Il regista F. Javier Gutierrez sfrutta la parcellizzazione dei sistemi di riproduzione – non più confinati al VHS casalingo, ma divisi tra cellulari, tablet e computer – per mettere in scena l’ubiquità spaziale di Samara, favorita dalla semplicità con cui è possibile non solo fruire un video, ma anche copiarlo e trasmetterlo al prossimo. D’altra parte, l’idea che la maledizione si diffonda come un virus informatico rispecchia il desiderio di aggiornare una saga che ha sempre fatto i conti con le ansie della tecnologia moderna: la cassetta, nell’originale giapponese di Hideo Nakata, incarna proprio lo scontro fra tradizione e contemporaneità che anima il paese nipponico, mentre i file video rappresentano l’impalpabilità di una minaccia che non ha più un’origine precisa, né una fonte materica su cui riversare il proprio odio e le proprie paure. Come la moltiplicazione incontrollata delle immagini su internet o la diffusione ossessiva di meme e fake news, anche la maledizione dei “sette giorni” si serve della rete per contagiare il mondo, diventando essa stessa virale.

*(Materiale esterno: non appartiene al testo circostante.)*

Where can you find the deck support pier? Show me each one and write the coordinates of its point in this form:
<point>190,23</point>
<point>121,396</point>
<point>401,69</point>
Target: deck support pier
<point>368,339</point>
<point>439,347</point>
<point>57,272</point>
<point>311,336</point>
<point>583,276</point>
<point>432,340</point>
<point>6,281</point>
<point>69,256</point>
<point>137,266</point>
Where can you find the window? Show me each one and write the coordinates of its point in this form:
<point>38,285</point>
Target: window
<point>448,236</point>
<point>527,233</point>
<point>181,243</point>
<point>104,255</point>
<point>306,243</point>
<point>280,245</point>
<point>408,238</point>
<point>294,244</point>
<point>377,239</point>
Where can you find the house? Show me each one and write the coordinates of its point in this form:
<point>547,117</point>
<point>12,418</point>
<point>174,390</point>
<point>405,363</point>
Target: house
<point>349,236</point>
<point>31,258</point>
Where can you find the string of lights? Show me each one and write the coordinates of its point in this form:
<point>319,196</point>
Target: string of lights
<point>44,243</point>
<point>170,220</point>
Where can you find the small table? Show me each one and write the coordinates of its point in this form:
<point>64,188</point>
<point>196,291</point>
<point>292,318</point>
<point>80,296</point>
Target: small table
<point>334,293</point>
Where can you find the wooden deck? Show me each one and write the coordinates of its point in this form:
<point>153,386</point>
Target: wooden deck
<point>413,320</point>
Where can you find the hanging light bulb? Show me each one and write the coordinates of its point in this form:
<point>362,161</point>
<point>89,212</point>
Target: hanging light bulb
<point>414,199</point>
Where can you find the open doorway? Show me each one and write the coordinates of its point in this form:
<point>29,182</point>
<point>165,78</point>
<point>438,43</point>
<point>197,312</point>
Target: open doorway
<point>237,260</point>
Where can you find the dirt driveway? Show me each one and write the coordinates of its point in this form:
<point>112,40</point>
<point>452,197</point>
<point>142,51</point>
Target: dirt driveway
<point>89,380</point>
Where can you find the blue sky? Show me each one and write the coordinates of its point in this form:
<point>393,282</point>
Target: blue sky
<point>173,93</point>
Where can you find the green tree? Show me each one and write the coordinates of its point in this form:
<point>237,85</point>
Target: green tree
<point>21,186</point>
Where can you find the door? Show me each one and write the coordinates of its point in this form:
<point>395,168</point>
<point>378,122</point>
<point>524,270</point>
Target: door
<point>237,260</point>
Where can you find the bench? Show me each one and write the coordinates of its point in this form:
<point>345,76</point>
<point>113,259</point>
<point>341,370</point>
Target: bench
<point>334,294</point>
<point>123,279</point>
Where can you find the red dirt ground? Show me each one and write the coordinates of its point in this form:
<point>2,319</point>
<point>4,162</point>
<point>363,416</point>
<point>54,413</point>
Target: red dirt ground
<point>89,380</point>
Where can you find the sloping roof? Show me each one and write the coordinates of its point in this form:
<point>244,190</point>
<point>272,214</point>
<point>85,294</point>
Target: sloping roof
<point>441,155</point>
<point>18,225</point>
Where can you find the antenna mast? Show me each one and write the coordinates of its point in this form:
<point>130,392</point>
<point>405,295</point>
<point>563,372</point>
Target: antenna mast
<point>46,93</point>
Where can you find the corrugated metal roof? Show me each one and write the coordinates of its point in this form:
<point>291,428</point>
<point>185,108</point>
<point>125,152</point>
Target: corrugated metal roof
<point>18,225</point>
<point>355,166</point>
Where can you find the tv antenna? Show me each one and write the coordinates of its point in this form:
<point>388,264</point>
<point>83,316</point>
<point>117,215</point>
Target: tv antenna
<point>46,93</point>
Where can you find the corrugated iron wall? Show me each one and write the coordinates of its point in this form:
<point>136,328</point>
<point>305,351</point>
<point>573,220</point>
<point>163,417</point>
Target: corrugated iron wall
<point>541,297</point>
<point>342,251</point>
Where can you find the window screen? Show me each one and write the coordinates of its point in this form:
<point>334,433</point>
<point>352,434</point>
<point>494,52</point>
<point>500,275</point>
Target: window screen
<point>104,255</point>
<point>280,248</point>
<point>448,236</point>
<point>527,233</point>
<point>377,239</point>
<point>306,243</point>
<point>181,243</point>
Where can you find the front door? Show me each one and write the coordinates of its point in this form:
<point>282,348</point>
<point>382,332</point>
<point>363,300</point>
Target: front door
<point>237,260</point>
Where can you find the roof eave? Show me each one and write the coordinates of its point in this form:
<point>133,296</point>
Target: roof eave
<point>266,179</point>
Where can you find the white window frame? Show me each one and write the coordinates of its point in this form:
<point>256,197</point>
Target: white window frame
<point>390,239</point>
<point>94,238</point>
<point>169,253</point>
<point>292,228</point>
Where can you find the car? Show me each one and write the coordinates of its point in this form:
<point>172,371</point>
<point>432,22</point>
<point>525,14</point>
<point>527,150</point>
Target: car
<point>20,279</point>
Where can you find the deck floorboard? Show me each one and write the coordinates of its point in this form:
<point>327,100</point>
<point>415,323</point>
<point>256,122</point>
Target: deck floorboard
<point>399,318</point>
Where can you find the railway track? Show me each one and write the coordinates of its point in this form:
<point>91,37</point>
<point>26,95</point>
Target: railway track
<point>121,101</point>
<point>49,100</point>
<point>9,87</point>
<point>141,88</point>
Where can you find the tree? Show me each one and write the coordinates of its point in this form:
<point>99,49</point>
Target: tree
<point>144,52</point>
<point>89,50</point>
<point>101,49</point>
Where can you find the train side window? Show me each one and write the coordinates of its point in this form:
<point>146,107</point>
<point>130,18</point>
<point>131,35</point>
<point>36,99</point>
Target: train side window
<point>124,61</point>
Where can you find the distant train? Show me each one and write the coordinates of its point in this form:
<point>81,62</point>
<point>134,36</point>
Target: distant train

Questa commistione fra tecnologia e sovrannaturale è simboleggiata dagli studi di Gabriel, che né Gutierrez né gli sceneggiatori (tra cui Akiva Goldsman) si preoccupano minimamente di spiegare: cosa facciano di preciso lui e i suoi studenti, oltre a guardare il video e trasmettere la maledizione ad altri malcapitati “ricercatori”, resta un mistero, e purtroppo i limiti della scrittura non si fermano qui. The Ring 3 brulica di snodi narrativi ingiustificati (la momentanea scomparsa di Holt) e forzature logiche stranianti (la sorte di Gabriel) che indeboliscono la trama e si riverberano sull’epilogo, farraginoso e a tratti estenuante. Anche la suspense ne risente, ma bisogna ammettere che il nuovo video di Samara sa essere piuttosto inquietante, poiché figlio delle sperimentazioni surrealiste di Luis Buñuel e David Lynch in Un Chien andalou e Velluto blu: entrambi i film, peraltro, sembrano esercitare un’influenza su alcune inquadrature, ma il confine tra citazione volontaria e riferimento casuale è molto sottile.
È un peccato che il resto non sia altrettanto disturbante, e che l’intreccio sia privo di costrutto. The Ring 3 cambia parzialmente i codici della saga, emancipa Samara dalle regole del VHS e aggrava la sua presenza nella vita delle vittime (al punto che l’intera realtà ne viene contagiata, con apparizioni profetiche e manifestazioni spettrali), ma la scarsa tensione lascia un senso di incompiutezza, come se il rilancio del franchise fosse troppo timido e fragile per attecchire di nuovo. Apprezzabili, di contro, l’ottima fotografia di Sharone Meir (lo stesso di Whiplash) e la performance del carismatico Vincent D’Onofrio, anche se il ruolo non gli rende pienamente giustizia.